It had a good run, but today's LMP1 class is all but completely dead – killed by a gradual bleeding of its vital participating manufacturers. It's time, in short, for the FIA and ACO to rethink of what the top tier at Le Mans and the World Endurance Championship should be composed. And looking at these renderings, we're convinced that the latest crop of hypercars would be just the ticket.
Illustrated by Marco van Overbeeke and shared both on Behance and Drivetribe, these images show what the most extreme road cars would look like if converted to a revived GT1 specification.
GT1, for those who don't recall, was a more extreme class of (barely) road-derived racers that formed both the top tier at Le Mans in the late 1990s and the backbone of the successive FIA championships from 1993 through 2012. It yielded such legendary cars as the Porsche 911 GT1, Mercedes CLK GTR, McLaren F1 GTR, Maserati MC12, and Aston Martin DBR9 – each world-beating champions in their own right, casting a long shadow even over the LMP1 prototypes and GTE racers that have taken their place at either end.
It would take a special breed of machinery to revive their spirit, but these race-converted hypercars could do just the trick – encouraging the most exotic automakers to showcase their machinery, and giving fans something more tangible to root for.
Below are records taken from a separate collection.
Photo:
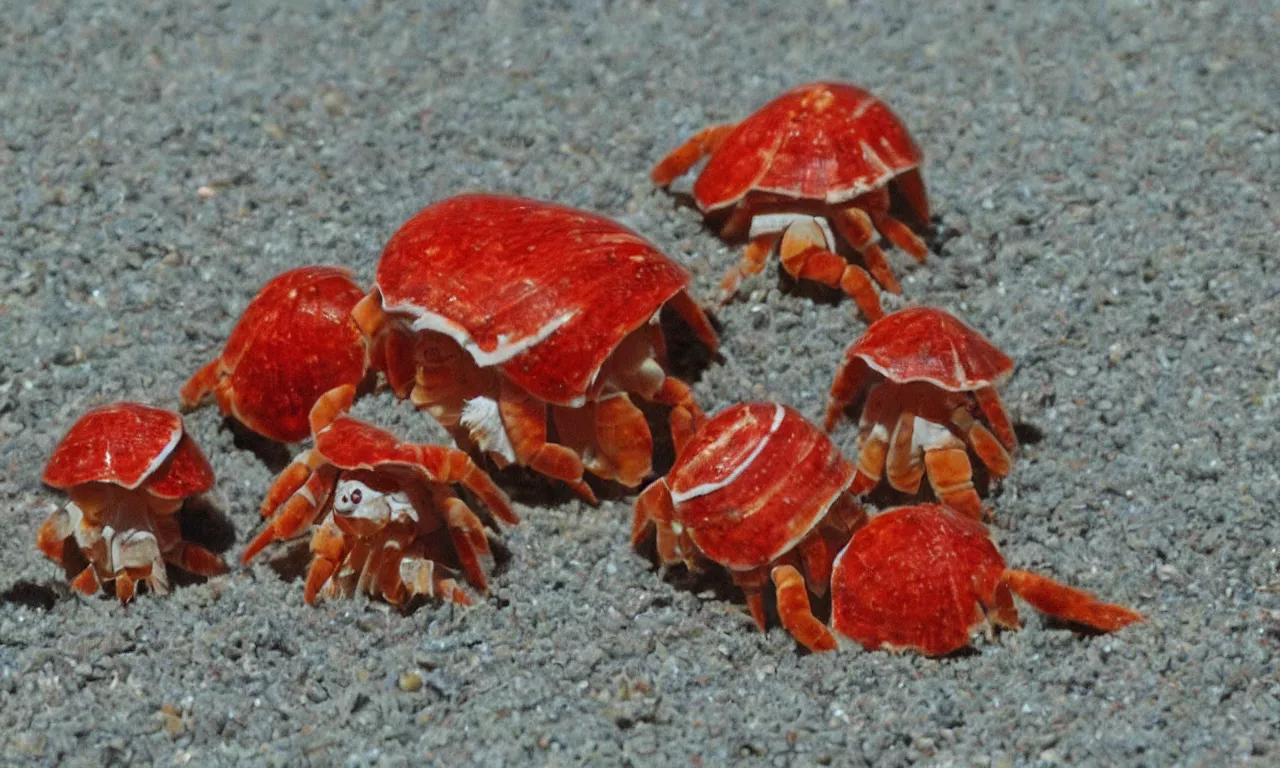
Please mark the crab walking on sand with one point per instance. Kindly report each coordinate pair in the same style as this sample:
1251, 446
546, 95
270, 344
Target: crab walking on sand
924, 579
927, 383
389, 521
821, 159
295, 342
499, 315
764, 494
127, 469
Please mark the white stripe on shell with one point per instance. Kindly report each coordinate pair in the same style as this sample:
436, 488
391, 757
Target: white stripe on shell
676, 498
506, 348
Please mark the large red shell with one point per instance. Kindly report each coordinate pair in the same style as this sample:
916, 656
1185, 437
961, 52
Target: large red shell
753, 481
293, 342
915, 577
352, 444
131, 444
928, 344
818, 141
545, 291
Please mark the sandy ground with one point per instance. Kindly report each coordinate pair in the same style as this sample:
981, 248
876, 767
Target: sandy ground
1105, 184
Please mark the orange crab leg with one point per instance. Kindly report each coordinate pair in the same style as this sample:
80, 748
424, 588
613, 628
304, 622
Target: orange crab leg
448, 465
288, 483
1069, 604
695, 319
686, 155
469, 540
855, 225
525, 421
686, 416
624, 439
805, 259
876, 204
297, 513
795, 612
988, 401
951, 479
752, 583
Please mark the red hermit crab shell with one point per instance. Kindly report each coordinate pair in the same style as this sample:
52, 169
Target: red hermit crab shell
389, 522
818, 160
295, 342
127, 469
489, 311
924, 579
763, 493
926, 382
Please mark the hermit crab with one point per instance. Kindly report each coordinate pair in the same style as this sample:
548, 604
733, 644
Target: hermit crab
763, 493
502, 316
295, 341
127, 469
391, 524
923, 579
821, 156
926, 382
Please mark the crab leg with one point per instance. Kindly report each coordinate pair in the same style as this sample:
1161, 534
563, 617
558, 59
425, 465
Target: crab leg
856, 227
417, 574
873, 443
795, 612
624, 439
988, 401
850, 379
807, 257
448, 466
297, 513
686, 416
695, 318
877, 204
754, 257
752, 583
1069, 604
469, 540
984, 444
292, 479
525, 421
904, 465
946, 461
686, 155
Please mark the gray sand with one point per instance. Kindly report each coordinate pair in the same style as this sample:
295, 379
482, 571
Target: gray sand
1105, 184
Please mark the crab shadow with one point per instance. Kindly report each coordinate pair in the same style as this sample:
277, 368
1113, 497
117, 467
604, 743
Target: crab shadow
274, 456
41, 597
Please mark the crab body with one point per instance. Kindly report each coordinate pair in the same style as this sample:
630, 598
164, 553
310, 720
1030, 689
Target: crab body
389, 522
127, 469
501, 314
927, 384
817, 161
763, 493
926, 579
295, 342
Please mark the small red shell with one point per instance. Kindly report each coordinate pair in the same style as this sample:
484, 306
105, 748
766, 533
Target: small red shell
753, 481
819, 141
131, 444
545, 291
295, 341
915, 577
929, 344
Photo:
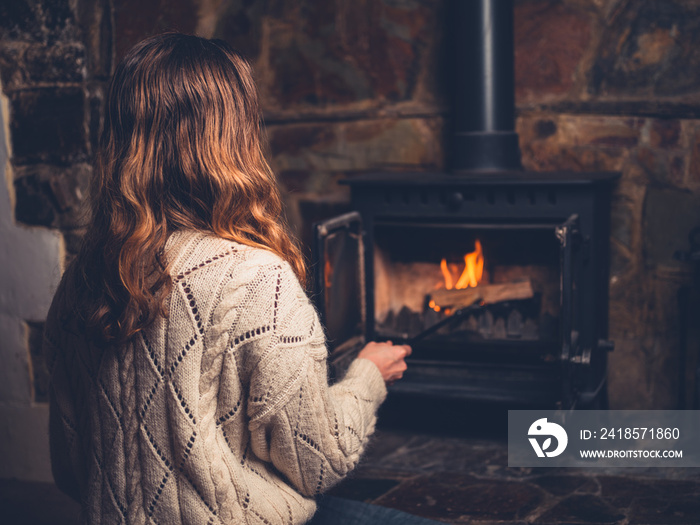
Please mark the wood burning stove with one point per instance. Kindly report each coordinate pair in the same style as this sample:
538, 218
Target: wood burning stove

Overbeeke's conceptual lineup includes race-converted versions of the Mercedes-AMG Project One, McLaren Senna, Aston Martin Valkyrie, Porsche 918, Koenigsegg Agera RS, and Ferrari FXX-K Evo. Who knows, maybe Bugatti could be tempted to take part as well with a competition-spec Chiron (looking like its Vision Gran Turismo concept), and Toyota to shift its program based on the LMP1-inspired supercar concept it has coming. It'd make a fitting opportunity for Lamborghini too, if the costs could be kept low enough for the VW group to justify multiple programs (like it did with Porsche and Audi until recently). What do you say, racing fans?